Matricaria chamomilla L. was obtained from the plains around the city of Ilam in springtime, then dried and powdered by electric grinders after identification and approval of their scientific name. The obtained powder was mixed with a hydroalcoholic solvent (80% ethanol and 20% distilled water) and placed in an incubator shaker (34°C and 140 rpm) for 3 days. The extract was then purified by Whatman filter paper and concentrated on a rotary. The dried extract was obtained by placing the concentrated extract in dry heat at 30-40°C. It was then stored in the refrigerator for subsequent use.
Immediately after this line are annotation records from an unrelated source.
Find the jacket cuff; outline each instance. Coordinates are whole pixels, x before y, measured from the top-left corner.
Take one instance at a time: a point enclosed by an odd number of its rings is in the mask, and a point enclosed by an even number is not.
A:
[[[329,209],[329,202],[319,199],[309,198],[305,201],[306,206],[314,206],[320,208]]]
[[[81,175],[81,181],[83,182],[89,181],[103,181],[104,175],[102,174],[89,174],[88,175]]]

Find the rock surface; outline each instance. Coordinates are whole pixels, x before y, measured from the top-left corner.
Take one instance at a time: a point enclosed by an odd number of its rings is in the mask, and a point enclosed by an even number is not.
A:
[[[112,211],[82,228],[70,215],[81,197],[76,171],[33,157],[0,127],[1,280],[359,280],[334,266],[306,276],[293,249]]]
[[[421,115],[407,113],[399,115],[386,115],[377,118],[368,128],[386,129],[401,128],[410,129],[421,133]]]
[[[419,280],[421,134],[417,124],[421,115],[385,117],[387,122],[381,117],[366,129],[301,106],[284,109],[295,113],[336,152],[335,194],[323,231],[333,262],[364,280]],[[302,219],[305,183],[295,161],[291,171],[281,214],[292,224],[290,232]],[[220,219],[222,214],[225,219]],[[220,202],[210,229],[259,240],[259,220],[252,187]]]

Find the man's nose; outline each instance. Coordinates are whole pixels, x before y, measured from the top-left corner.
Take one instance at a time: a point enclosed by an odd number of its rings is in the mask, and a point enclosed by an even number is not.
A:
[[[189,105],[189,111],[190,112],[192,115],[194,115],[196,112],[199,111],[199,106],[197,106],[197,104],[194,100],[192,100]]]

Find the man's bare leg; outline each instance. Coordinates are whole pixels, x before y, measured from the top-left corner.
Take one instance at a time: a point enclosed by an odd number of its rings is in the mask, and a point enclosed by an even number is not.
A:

In order to determine the lethal dose of M. chamomile hydroalcoholic extract (MCHAE), 50 to 6400 mg/kg (expanded dosage increase) were injected intraperitoneally into 8 groups of animals. After 24 h, the mortality rates of each group was measured. LD₅₀ was calculated (220 mg/kg) using computer techniques, and 55 and 110 mg/kg hydroalcoholic extract of chamomile (25 and 50% LD₅₀) were used in this study.

For this experimental study, 30 male mature Wistar rats weighing 150-180 g were used. Animals were purchased from the Animal Breeding Center of the Pasteur Institute of Tehran and transferred to the Animal Maintenance Center of Ilam University of Medical Sciences. They were kept in special cages (temperature of 25±2°C and with 12-h light cycles). Urban water and compressed foods were provided without any limitations. In order to adapt to the laboratory environment, animals were placed in these conditions 1 week before the study.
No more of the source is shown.